The Attempt at a Solution

d/dx (x²y+xy₂) = d/dx (6)
x²*(dy/dx)+y*2x+x*2y(dy/dx)+2y=0
x²*(dy/dx)+y*2x+x*2y(dy/dx)=-2y
(dy/dx)+y*2x+x*2y(dy/dx)=(-2y/x²)
(dy/dx)+y*2x+(dy/dx)=(-2y/x²+2xy)

I'm not sure what to do now, i know that the answer is (2xy-y²/x²+2xy)
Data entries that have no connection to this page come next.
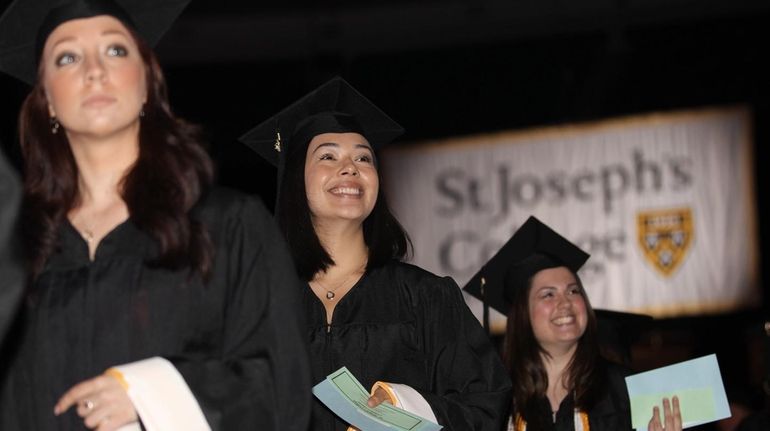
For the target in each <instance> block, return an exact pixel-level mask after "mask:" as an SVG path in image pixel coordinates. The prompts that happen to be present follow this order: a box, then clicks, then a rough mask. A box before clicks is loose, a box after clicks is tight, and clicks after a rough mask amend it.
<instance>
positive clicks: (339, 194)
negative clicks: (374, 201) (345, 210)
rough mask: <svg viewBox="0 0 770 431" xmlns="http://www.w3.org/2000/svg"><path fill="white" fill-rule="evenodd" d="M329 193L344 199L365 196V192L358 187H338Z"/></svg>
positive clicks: (351, 186)
mask: <svg viewBox="0 0 770 431" xmlns="http://www.w3.org/2000/svg"><path fill="white" fill-rule="evenodd" d="M329 193H331V194H333V195H335V196H342V197H359V196H361V195H363V194H364V191H363V189H362V188H361V187H358V186H356V185H338V186H334V187H332V188H331V189H329Z"/></svg>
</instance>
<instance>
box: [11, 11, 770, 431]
mask: <svg viewBox="0 0 770 431" xmlns="http://www.w3.org/2000/svg"><path fill="white" fill-rule="evenodd" d="M7 3H8V2H7V1H0V6H3V8H4V7H5V5H6V4H7ZM768 22H770V2H768V1H765V0H763V1H748V0H747V1H735V0H733V1H730V0H719V1H716V0H701V1H690V0H647V1H641V0H639V1H633V0H607V1H601V0H573V1H567V0H506V1H503V0H486V1H485V0H475V1H471V0H464V1H459V0H458V1H450V0H432V1H426V0H412V1H405V0H380V1H371V0H357V1H345V0H337V1H326V2H314V1H306V0H302V1H299V0H284V1H281V2H269V1H261V2H256V1H249V0H241V1H236V0H216V1H203V0H194V1H193V2H192V4H191V5H190V7H189V8H188V9H187V10H186V11H185V13H184V14H183V15H182V17H181V18H180V20H179V21H178V23H177V24H176V25H175V26H174V27H173V28H172V29H171V30H170V32H169V33H168V34H167V35H166V37H165V38H164V39H163V40H162V41H161V43H160V45H159V46H158V47H157V53H158V55H159V57H160V58H161V61H162V63H163V64H164V68H165V71H166V75H167V78H168V81H169V84H170V92H171V99H172V105H173V106H174V107H175V109H176V110H177V112H178V113H179V114H180V115H181V116H183V117H185V118H187V119H188V120H191V121H193V122H196V123H199V124H202V125H203V126H205V129H206V131H207V134H208V136H209V140H210V142H211V148H210V151H211V154H212V156H213V157H214V159H215V160H216V161H217V163H218V165H219V179H220V183H222V184H225V185H228V186H232V187H236V188H239V189H242V190H245V191H247V192H250V193H256V194H260V195H261V196H262V197H263V199H264V200H265V201H266V203H267V205H268V206H270V207H271V206H272V203H273V200H274V187H275V178H274V175H275V170H274V169H273V168H272V167H271V166H269V165H267V164H266V163H265V162H263V161H262V160H261V159H259V158H258V157H257V156H256V154H254V153H253V152H252V151H251V150H249V149H247V148H245V147H244V146H242V145H241V144H239V143H238V142H237V141H236V139H237V137H238V136H240V135H241V134H242V133H243V132H245V131H246V130H248V129H249V128H251V127H252V126H254V125H256V124H257V123H259V122H261V121H262V120H264V119H266V118H268V117H269V116H271V115H272V114H274V113H275V112H277V111H278V110H279V109H281V108H283V107H284V106H286V105H287V104H289V103H290V102H292V101H294V100H296V99H297V98H299V97H300V96H302V95H303V94H305V93H306V92H307V91H309V90H311V89H312V88H314V87H316V86H317V85H319V84H321V83H323V82H325V81H326V80H327V79H329V78H331V77H332V76H334V75H337V74H339V75H341V76H343V77H344V78H345V79H347V80H348V81H349V82H351V83H352V84H353V85H354V86H356V87H357V88H358V89H359V90H360V91H361V92H362V93H363V94H365V95H367V97H369V98H370V99H371V100H373V101H374V102H375V103H377V104H378V105H379V106H380V107H381V108H382V109H383V110H384V111H385V112H387V113H388V114H389V115H391V116H392V117H393V118H394V119H396V120H397V121H399V122H400V123H401V124H402V125H403V126H404V127H405V128H406V130H407V134H406V136H405V138H404V140H403V142H402V143H400V144H398V145H409V141H417V140H421V139H431V138H439V137H447V136H456V135H465V134H473V133H480V132H490V131H496V130H504V129H517V128H527V127H532V126H543V125H550V124H561V123H565V122H581V121H591V120H597V119H604V118H607V117H614V116H619V115H626V114H636V113H646V112H650V111H666V110H675V109H689V108H697V107H705V106H723V105H732V104H744V105H747V106H749V107H750V108H751V109H752V112H753V114H754V136H755V141H754V153H755V171H756V193H757V196H756V198H757V208H758V215H757V216H758V220H759V228H760V246H761V250H762V251H763V252H764V253H763V254H762V256H761V260H760V262H761V267H762V268H767V267H768V266H767V263H768V257H767V255H768V253H767V252H766V251H767V250H768V230H770V226H769V225H767V223H765V222H764V220H766V219H767V218H768V215H769V214H768V208H767V202H766V201H767V200H766V199H764V197H765V196H766V195H767V192H768V189H767V185H766V184H767V183H768V179H767V176H768V175H767V171H765V170H764V168H765V167H766V166H767V165H768V161H769V159H770V157H769V156H768V149H767V146H768V140H769V139H770V138H769V137H768V133H769V131H768V120H770V106H769V102H770V94H768V84H767V81H766V80H767V78H768V76H770V67H768V66H767V61H766V58H765V57H766V56H767V54H768V48H767V46H768V43H767V41H768V40H770V37H768V36H770V34H768V33H769V32H768V30H767V23H768ZM27 91H28V88H26V87H25V86H24V85H22V84H20V83H18V82H16V81H14V80H13V79H11V78H9V77H7V76H0V140H2V141H3V147H4V150H5V151H6V154H8V155H9V156H10V158H11V159H12V161H14V162H15V163H16V164H17V165H18V164H19V153H18V148H17V145H16V144H15V142H16V130H15V121H16V115H17V113H18V108H19V105H20V103H21V101H22V99H23V97H24V96H25V95H26V92H27ZM760 288H761V290H762V291H763V292H767V286H766V283H763V284H762V285H761V286H760ZM769 298H770V295H768V294H767V293H765V294H764V295H763V299H762V302H761V303H758V304H756V307H755V308H754V309H751V310H746V311H744V312H738V313H731V314H724V315H711V316H692V317H689V318H680V319H667V320H660V321H656V322H655V324H654V325H653V327H652V328H650V329H649V330H647V331H645V332H644V333H642V334H641V335H640V337H639V339H638V341H637V343H636V344H635V345H634V359H635V360H634V363H633V365H634V366H635V367H636V368H639V369H648V368H651V367H653V366H658V365H665V364H669V363H672V362H675V361H678V360H684V359H688V358H693V357H695V356H698V355H701V354H706V353H712V352H715V353H717V355H718V358H719V361H720V366H721V370H722V374H723V377H724V380H725V384H726V386H727V389H728V396H729V397H730V399H731V401H736V402H737V401H740V400H742V399H745V403H746V404H747V405H749V406H751V407H759V404H760V403H761V402H762V395H761V380H762V378H763V375H764V372H765V371H764V368H763V359H762V354H763V353H762V343H763V339H764V338H765V337H764V336H763V335H762V330H761V324H762V322H763V321H764V317H765V316H767V315H768V314H769V313H768V311H767V310H768V299H769ZM703 428H704V429H705V427H703Z"/></svg>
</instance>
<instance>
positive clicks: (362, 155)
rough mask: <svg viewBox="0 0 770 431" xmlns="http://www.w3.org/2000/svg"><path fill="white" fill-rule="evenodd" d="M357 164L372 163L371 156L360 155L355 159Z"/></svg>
mask: <svg viewBox="0 0 770 431" xmlns="http://www.w3.org/2000/svg"><path fill="white" fill-rule="evenodd" d="M356 161H357V162H364V163H372V156H370V155H369V154H362V155H360V156H358V157H357V158H356Z"/></svg>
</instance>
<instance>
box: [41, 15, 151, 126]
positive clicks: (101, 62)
mask: <svg viewBox="0 0 770 431" xmlns="http://www.w3.org/2000/svg"><path fill="white" fill-rule="evenodd" d="M41 65H42V67H43V86H44V88H45V92H46V97H47V99H48V109H49V114H50V115H51V116H55V117H56V118H57V119H58V121H59V123H61V125H62V126H63V127H64V129H65V130H66V131H67V135H68V136H69V137H73V136H77V135H83V136H91V137H100V136H109V135H110V134H114V133H116V132H120V131H123V130H126V129H129V128H132V127H133V128H136V130H137V132H138V127H139V113H140V111H141V110H142V105H143V104H144V103H145V102H146V101H147V83H146V77H145V65H144V62H143V61H142V58H141V56H140V54H139V49H138V47H137V45H136V42H135V41H134V39H133V37H132V36H131V35H130V33H129V32H128V30H127V29H126V27H125V26H124V25H123V24H122V23H121V22H120V21H119V20H117V19H115V18H113V17H111V16H107V15H103V16H97V17H93V18H84V19H76V20H72V21H67V22H65V23H63V24H61V25H59V26H58V27H57V28H56V29H55V30H54V31H53V32H52V33H51V34H50V36H48V39H47V40H46V43H45V47H44V49H43V54H42V57H41Z"/></svg>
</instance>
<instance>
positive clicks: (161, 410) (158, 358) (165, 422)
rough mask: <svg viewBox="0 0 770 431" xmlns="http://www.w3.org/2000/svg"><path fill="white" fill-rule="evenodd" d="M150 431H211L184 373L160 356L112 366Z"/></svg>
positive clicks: (148, 428)
mask: <svg viewBox="0 0 770 431" xmlns="http://www.w3.org/2000/svg"><path fill="white" fill-rule="evenodd" d="M107 373H108V374H110V375H112V376H114V377H115V378H117V379H118V381H121V379H122V381H121V384H123V385H124V388H125V389H126V391H127V392H128V396H129V398H131V402H133V403H134V408H135V409H136V412H137V414H138V415H139V417H140V418H141V419H142V423H143V424H144V427H145V429H146V430H147V431H166V430H186V431H188V430H189V431H211V427H209V424H208V422H206V418H205V416H204V415H203V411H202V410H201V408H200V406H199V405H198V401H197V400H196V399H195V396H194V395H193V393H192V391H190V388H189V387H188V386H187V383H185V381H184V378H182V375H181V374H179V371H177V370H176V368H174V366H173V365H172V364H171V362H169V361H167V360H166V359H163V358H160V357H154V358H150V359H145V360H142V361H137V362H132V363H130V364H125V365H120V366H117V367H113V368H111V369H110V370H108V371H107Z"/></svg>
I got the denominator correct in my answer but I'm not sure how to get the numerator correctly. Did I go wrong somewhere during the process?

 

[quantumdude]

Now you algebraically solve for dy/dx.

 

[Unco]

Homework Statement

find dy/dx for x²y+xy²=6

The Attempt at a Solution

d/dx (x²y+xy²) = d/dx (6)
x²*(dy/dx)+y*2x+x*2y(dy/dx)+2y=0

Try that again. Piece by piece:
$$x^2y$$ differentiates to $$2xy + x^2y'$$
$$xy^2$$ differentiates to $$y^2 + 2xyy'$$

Then follow Tom's advice!

 

[tiny-tim]

I'm not sure what to do now, i know that the answer is (2xy-y²/x²+2xy)

I got the denominator correct in my answer but I'm not sure how to get the numerator correctly.

Hi Jim4592!

Isn't it (2xy + y²/x²+2xy)?

 

[Unco]

Isn't it (2xy + y²/x²+2xy)?

Rather,

-(2xy + y²)/(x² + 2xy)

 

[tiny-tim]

oops!

thanks, Unco! ​